Wednesday, May 4, 2011

Stamp honors 1st American in space 50 years later

CAPE CANAVERAL, Fla. (AP) -- The first American in space, Mercury astronaut Alan Shepard, was honored with his own stamp Wednesday on the eve of the 50th anniversary of his flight.

The Postal Service dedicated the Forever stamp Wednesday to commemorate Shepard's suborbital flight on May 5, 1961. He is the first astronaut to be honored, all by himself, on a stamp.

Twenty Shepard family members, including the late astronaut's three daughters, gathered at Kennedy Space Center with more than 100 others for the afternoon ceremony, held in an outdoor rocket garden. A replica of the black and white Mercury Redstone rocket that propelled Shepard on his 15-minute journey rose behind the stage.

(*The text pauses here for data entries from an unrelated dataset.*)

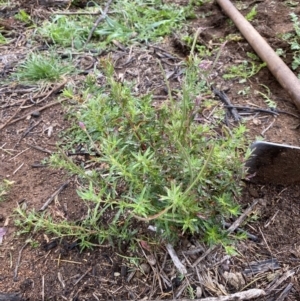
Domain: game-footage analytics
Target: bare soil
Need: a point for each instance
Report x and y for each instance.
(55, 269)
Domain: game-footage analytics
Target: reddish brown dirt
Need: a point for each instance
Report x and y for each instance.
(50, 268)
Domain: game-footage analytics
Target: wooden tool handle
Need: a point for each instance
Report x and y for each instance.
(279, 69)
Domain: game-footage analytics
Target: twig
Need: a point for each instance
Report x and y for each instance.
(224, 98)
(55, 89)
(232, 228)
(245, 295)
(88, 270)
(18, 262)
(268, 127)
(31, 98)
(44, 150)
(252, 109)
(249, 235)
(13, 116)
(14, 157)
(76, 13)
(285, 292)
(53, 195)
(103, 16)
(18, 168)
(29, 129)
(285, 276)
(28, 114)
(180, 267)
(43, 288)
(11, 297)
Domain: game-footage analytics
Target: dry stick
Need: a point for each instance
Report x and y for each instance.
(55, 89)
(29, 129)
(103, 15)
(278, 68)
(44, 150)
(76, 13)
(246, 295)
(18, 263)
(279, 281)
(232, 228)
(88, 270)
(44, 95)
(11, 297)
(180, 267)
(225, 100)
(13, 116)
(285, 292)
(53, 195)
(28, 114)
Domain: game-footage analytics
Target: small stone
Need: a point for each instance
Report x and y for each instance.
(36, 114)
(145, 268)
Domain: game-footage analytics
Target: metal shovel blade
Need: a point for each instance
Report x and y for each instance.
(274, 163)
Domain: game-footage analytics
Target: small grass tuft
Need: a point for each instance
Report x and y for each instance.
(39, 66)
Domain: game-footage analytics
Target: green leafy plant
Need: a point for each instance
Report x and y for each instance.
(39, 66)
(23, 17)
(293, 39)
(153, 164)
(66, 31)
(136, 20)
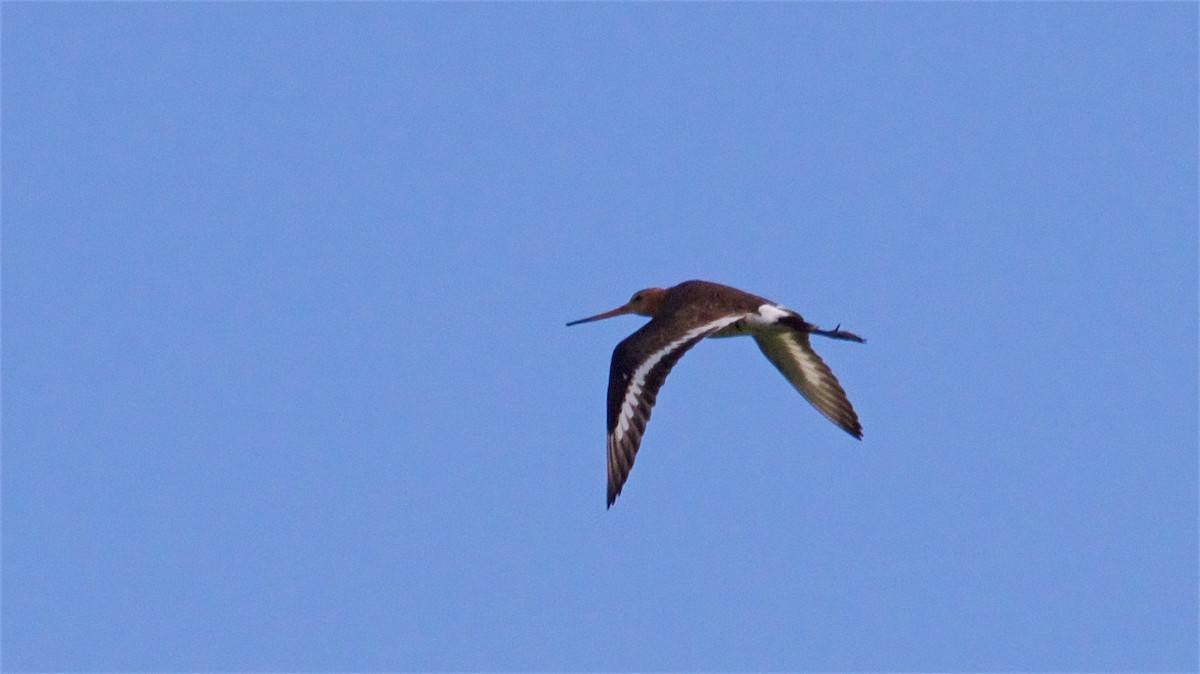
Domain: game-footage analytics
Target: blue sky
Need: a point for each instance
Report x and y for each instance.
(287, 384)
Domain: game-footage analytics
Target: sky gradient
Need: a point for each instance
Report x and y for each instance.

One of the two surviving Mercury seven astronauts - Scott Carpenter - drew applause when he said he was pleased that a Forever stamp was chosen to honor Shepard. Forever stamps don't have a value on them and remain valid for first-class postage regardless of rate increases.

"That's appropriate to the stamp, but it is also appropriate to the time we should honor and remember Alan B. Shepard and Freedom 7," said the 86-year-old Carpenter, wearing a navy ball cap adorned with the Mercury 7 emblem.

Carpenter laughed as he recalled that Shepard didn't like it that Soviet cosmonaut Yuri Gagarin beat him into space by less than a month. But he said the success of Shepard's flight helped lead America to the moon.

Shepard's Freedom 7 capsule soared 116 miles and 302 miles from Cape Canaveral. It reached a speed of 5,100 mph before splashing down into the Atlantic.

Barely three weeks later, President John F. Kennedy committed the nation to landing a man on the moon by decade's end and bringing him back safely.

Shepard went on to command Apollo 14 in 1971 and became the fifth man to walk on the moon. He died in 1998 at age 74.

On Wednesday, Carpenter made note of "the first steps from the home planet that were taken by the family of man." Indeed, Shepard himself called his Mercury flight "just the first baby step, aiming for bigger and better things."

Daughter Julie Shepard Jenkins recalled how her father met with Kennedy at the White House a few days after the flight. While the two were talking, Caroline Kennedy skipped in.

"So John F. Kennedy introduced Caroline to the first American into space," Jenkins said. "She looked at Daddy and then she looked at her father with a very quizzical look. And she says, 'Where's the chimpanzee?' "

Ham the chimpanzee rode a Mercury Redstone rocket into space on Jan. 31, 1961. The Mercury astronauts long contended America could been in space first if there hadn't been so many test flights.

"Daddy never thought of himself as a hero. He was just doing his job," Jenkins said. "And one last thing, please take advantage of your new ability to send our father into space again. Put a stamp on a letter."

NASA Administrator Charles Bolden Jr., a former shuttle astronaut, said Shepard set an example for all those who followed him into space. All told, 335 Americans have rocketed toward space. There have been 164 U.S. manned space missions to date, all from Cape Canaveral.

"I look forward to giving the Postal Service plenty more ideas for stamps to honor the space program," Bolden said.

Shepard family members, astronauts, NASA officials and hundreds of others will gather again Thursday morning at the actual site from which Shepard blasted off, to mark the exact moment of liftoff: 9:34 a.m.

And on Saturday morning, a dozen or so former astronauts will take part in a parade in Cocoa Beach, riding in Corvettes just as the Mercury astronauts did so long ago.

John Glenn, the first American to orbit the Earth on Feb. 20, 1962, had to bow out of the anniversary festivities because of a death in the family.

On Wednesday, the Postal Service also issued a Forever stamp to honor NASA's Messenger spacecraft, the first to orbit the planet Mercury. It was launched from Cape Canaveral in 2004 and entered orbit around Mercury last month.